Begitu Sisil menengadahkan wajah, eh, dia salah lagi. "Kamu nantangin saya ya?"

Lah gimana, dah!

Sisil rasanya mau jedotin kepala itu ke tembok.

Gila! Memang seganas ini ya efek dari mengatai bahwa pria itu penyuka batangan? "Kenapa kamu merem. Kamu pikir, saya mau penggal kepalamu?!"

Aduh.

"Saya nggak mau lihat kamu. Ke luar. Panggil Dito ke sini."

***

"Kita boleh ke toko buku?"

"Boleh dong. Kamu mau beli buku apa?"

"Kamu tahu sesuatu tentang taman nasional Madidi di Bolivia?"

"Pernah dengar sih. Katanya banyak spesies tumbuhan beracun ya?"

Keegan bengong mendengar jawaban Sisil. Alis pirangnya menukik tajam. Seolah- olah dia nggak percaya kalau Sisil tahu selain make- up, drama Korea dan melamun.

Padahal, sebenarnya Sisil tahu tentang taman nasional Madidi dari laman media sosial yang diikutinya. Dengan tugas sebanyak ini, mustahil bagi Sisil untuk sempat membaca buku apa lagi mencerna isinya.

Hati- hari belakangan kalau dia nggak harus lembur kerja, Sisil lebih memilih cari hiburan dengan nonton Netflix, nongkrong bareng Pretty atau kalau akhir pekan dia kadang ikut jaga stan pameran pas ada event. Minggu depan ini dia ikut cigar night di kawasan Gading Serpong.

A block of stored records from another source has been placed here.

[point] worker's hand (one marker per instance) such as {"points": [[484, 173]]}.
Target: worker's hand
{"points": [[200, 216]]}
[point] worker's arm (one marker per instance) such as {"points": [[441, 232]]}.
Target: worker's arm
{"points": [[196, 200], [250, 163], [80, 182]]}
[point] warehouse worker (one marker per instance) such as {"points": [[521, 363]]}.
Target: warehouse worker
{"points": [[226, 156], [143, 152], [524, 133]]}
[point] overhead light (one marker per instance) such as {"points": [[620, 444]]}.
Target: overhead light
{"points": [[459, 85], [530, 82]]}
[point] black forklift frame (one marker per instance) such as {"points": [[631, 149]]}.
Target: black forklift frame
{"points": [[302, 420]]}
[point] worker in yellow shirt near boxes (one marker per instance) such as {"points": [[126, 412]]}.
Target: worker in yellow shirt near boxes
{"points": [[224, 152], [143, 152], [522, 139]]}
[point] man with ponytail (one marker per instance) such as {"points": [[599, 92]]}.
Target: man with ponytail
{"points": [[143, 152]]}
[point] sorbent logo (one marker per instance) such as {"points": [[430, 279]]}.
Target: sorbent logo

Mereka tiba di toko buku di Grand Indonesia. Sementara Keegan sibuk memilih- milih buku, Sisil sibuk sendiri melihat- lihat majalah. Tatapan matanya tanpa sengaja mengarah ke majalah pernikahan dengan adat Sunda. Di sampulnya ada seorang perempuan cantik memakai kebaya putih dan siger. Tampak ayu sekaligus anggun.

Pernikahan.

Dulu Sisil berani membayangkan pernikahan. Dalam kepalanya, terbayang kesibukan rumah mamanya di Ambarawa. Penuh dengan orang yang rewang. Menjelang pernikahan ia harus dipingit dulu. Dan pada saat akad, baru boleh bertemu dengan pria yang telah jadi suaminya. Dia bahkan dengan jelas membayangkan pria mana yang Sisil inginkan untuk bersanding dengannya.

Namun rupanya, impian itu harus hancur berkeping, manakala dirinya harus kehilangan sesuatu yang sangat berharga.

Juga lelaki yang saat itu ada dalam bayangannya mengabarkan bahwa mereka nggak bisa bersama lagi.

"Bapak bilang aku harus menikahi Mbak Indri, Dik. "

Tanpa sadar, gadis itu sudah memeluk majalah pernikahan itu. "Sisil?" Kontan gadis itu menoleh. Suara Kee tampak sedikit menyiratkan rasa khawatir. "Kenapa kamu peluk majalah pernikahan?" pertanyaan yang dilontarkan bocah yang tengah kesulitan membawa buku- bukunya dalam keranjang biru itu sebenarnya biasa saja.

Tapi hati Sisil terasa pecah ketika mendengar ada kepedulian di dalamnya. "Dan kenapa kamu nangis?"

Mata hazel Kee tetap memandang ke arah Sisil yang kelabakan mencari tisu di dalam tasnya. Gadis itu menggeleng sembari tertawa getir. Mengusap air matanya sendiri dengan tisu. "Sisil, "

"Ya,"

"Aku tidak mau dengan daddy. Aku mau denganmu. Tolong, jangan izinkan Daddy buat jemput aku lagi." Kata bocah itu tegas, sebelum nyelonong ke kasir.